How my Analytics Work

published 01/17/2022 • 2m reading time • 268 views

Outdated Article

This article was written in January 2022, before I remade my website. None of the code or design outlined in this article are still in use.

I want to be able to see if anybody is interested in my website, but I also care about people’s online privacy. So Google Analytics or anything like it was completely out of the question as it doesn’t respect user privacy. So I decided to write my own analytics system!

Requirements

The first step was to figure out what I wanted it to do. This is what I came up with.

It will log every request’s time, method, user agent and referrer, Each request will be grouped by the client IP address, and it will save the data in a binary format to save space. An API route will also be made to remotely retrieve the data (with authentication of course).

Implementation

Note: You can see the full implementation on GitHub here

This whole system runs as pre Middleware for afire, So every request it will add the request stats to an internal buffer. About every hour it will load the analytics file for that day, deserialize it, merge in the data from the buffer, clear the buffer, re serialize it and save it.

Analytics

I made an experimental analytics viewer for this data. It’s not even close to being done yet :P. It’s made to use the Analytics API to get the data and ApexCharts for showing it.
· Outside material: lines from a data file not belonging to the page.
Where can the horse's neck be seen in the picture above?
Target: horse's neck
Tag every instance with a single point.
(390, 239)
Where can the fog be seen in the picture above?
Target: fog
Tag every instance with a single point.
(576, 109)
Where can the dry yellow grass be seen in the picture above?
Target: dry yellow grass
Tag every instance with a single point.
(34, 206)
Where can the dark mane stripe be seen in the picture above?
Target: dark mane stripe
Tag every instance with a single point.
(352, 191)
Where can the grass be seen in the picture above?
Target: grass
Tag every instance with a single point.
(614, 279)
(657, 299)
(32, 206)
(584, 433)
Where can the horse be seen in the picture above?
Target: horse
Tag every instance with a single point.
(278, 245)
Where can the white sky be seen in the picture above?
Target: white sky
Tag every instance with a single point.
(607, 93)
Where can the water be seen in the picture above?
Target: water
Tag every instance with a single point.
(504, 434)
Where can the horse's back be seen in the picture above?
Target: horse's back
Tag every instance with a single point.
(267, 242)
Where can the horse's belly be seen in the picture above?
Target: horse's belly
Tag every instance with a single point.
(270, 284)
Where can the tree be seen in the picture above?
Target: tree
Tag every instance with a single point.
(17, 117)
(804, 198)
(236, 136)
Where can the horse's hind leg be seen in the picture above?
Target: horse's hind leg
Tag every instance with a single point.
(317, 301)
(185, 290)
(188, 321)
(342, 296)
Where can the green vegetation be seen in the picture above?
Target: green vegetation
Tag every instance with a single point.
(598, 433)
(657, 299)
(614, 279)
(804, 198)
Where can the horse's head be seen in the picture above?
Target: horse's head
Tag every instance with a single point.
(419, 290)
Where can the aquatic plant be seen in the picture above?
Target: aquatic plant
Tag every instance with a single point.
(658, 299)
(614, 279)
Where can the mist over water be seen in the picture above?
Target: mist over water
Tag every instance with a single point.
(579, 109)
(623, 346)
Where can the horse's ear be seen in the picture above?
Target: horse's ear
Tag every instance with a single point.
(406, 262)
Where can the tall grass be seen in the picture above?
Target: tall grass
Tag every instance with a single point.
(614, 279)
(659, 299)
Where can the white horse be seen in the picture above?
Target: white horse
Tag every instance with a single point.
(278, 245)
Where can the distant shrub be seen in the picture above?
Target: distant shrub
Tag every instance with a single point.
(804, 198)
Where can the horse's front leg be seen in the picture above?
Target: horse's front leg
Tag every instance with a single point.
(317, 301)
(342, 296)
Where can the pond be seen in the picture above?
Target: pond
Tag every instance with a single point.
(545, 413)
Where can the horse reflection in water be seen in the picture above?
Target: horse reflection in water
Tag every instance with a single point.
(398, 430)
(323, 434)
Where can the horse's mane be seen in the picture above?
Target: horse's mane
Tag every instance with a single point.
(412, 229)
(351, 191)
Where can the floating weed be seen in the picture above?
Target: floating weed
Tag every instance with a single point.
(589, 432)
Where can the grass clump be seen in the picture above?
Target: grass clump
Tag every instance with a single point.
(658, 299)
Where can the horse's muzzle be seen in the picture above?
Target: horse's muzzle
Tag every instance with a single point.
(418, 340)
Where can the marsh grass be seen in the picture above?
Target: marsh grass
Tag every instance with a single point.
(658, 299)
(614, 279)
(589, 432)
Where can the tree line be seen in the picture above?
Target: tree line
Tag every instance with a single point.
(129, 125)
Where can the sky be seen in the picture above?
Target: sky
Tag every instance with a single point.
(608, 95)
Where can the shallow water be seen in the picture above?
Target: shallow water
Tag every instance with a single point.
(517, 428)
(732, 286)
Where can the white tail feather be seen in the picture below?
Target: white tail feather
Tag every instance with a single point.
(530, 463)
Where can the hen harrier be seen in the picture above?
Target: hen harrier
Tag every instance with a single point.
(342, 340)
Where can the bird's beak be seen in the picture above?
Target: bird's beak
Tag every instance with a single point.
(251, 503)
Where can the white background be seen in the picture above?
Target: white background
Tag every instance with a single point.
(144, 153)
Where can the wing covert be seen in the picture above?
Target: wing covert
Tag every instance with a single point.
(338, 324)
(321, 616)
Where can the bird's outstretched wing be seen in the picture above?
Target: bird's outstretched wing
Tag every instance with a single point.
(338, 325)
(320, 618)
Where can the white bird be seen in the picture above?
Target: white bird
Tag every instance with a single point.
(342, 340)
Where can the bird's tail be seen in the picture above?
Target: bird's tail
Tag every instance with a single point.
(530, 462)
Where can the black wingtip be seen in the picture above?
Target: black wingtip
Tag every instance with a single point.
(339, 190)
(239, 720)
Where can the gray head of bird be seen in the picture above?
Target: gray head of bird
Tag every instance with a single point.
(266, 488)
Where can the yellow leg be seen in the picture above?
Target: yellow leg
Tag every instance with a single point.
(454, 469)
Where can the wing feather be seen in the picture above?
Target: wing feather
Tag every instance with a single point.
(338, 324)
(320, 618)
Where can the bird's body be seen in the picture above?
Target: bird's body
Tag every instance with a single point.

At the top it shows total requests per day, under it shows the 5 most common HTTP methods as well as the 5 most common paths, and below that is a Tree Graph of the 25 most common paths. It is a bit redundant on the paths, but again It’s still experimental. The very bottom has some simple global stats.
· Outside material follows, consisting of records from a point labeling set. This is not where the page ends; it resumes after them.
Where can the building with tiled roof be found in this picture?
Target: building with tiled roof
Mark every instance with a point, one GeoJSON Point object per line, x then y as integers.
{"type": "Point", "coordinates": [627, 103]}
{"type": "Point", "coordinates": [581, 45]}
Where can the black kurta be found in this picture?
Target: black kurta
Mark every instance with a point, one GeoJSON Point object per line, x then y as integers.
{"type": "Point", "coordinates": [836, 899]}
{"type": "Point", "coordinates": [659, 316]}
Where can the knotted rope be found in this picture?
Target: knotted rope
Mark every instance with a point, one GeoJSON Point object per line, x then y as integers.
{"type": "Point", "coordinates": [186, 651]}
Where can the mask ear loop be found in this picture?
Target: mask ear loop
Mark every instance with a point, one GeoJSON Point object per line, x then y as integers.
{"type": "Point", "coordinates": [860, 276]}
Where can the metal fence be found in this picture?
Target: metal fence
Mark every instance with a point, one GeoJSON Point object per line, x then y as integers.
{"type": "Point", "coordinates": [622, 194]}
Analytics Viewer Screenshot

Conclusion

I think it’s a good start, It’s been working very well so far, except for a bug that would cause the API to be like 1000 times slower than it should be (now fixed).

It’s been fascinating seeing all the bots that request my site. Some are just indexing the content, but others try to use known exploits to hack my server. Recently (as to be expected) the Log4Shell exploit has been attempted 22 times on my site. The payload would be in the User-Agent, Path, Referrer or all of them.

Random PHP exploits have also been tried a lot (635 times), including WordPress Login attempts (128), CVE-2017-9841 (86), Xmlrpc.php Attempts (78) and more.

The analytics viewer definitely needs some more work. At some point I will add the ability to filter data, and show some new metrics. It may also a good idea to save the data to a database instead of a binary file.

Hopefully you enjoyed this little look into my analytics system!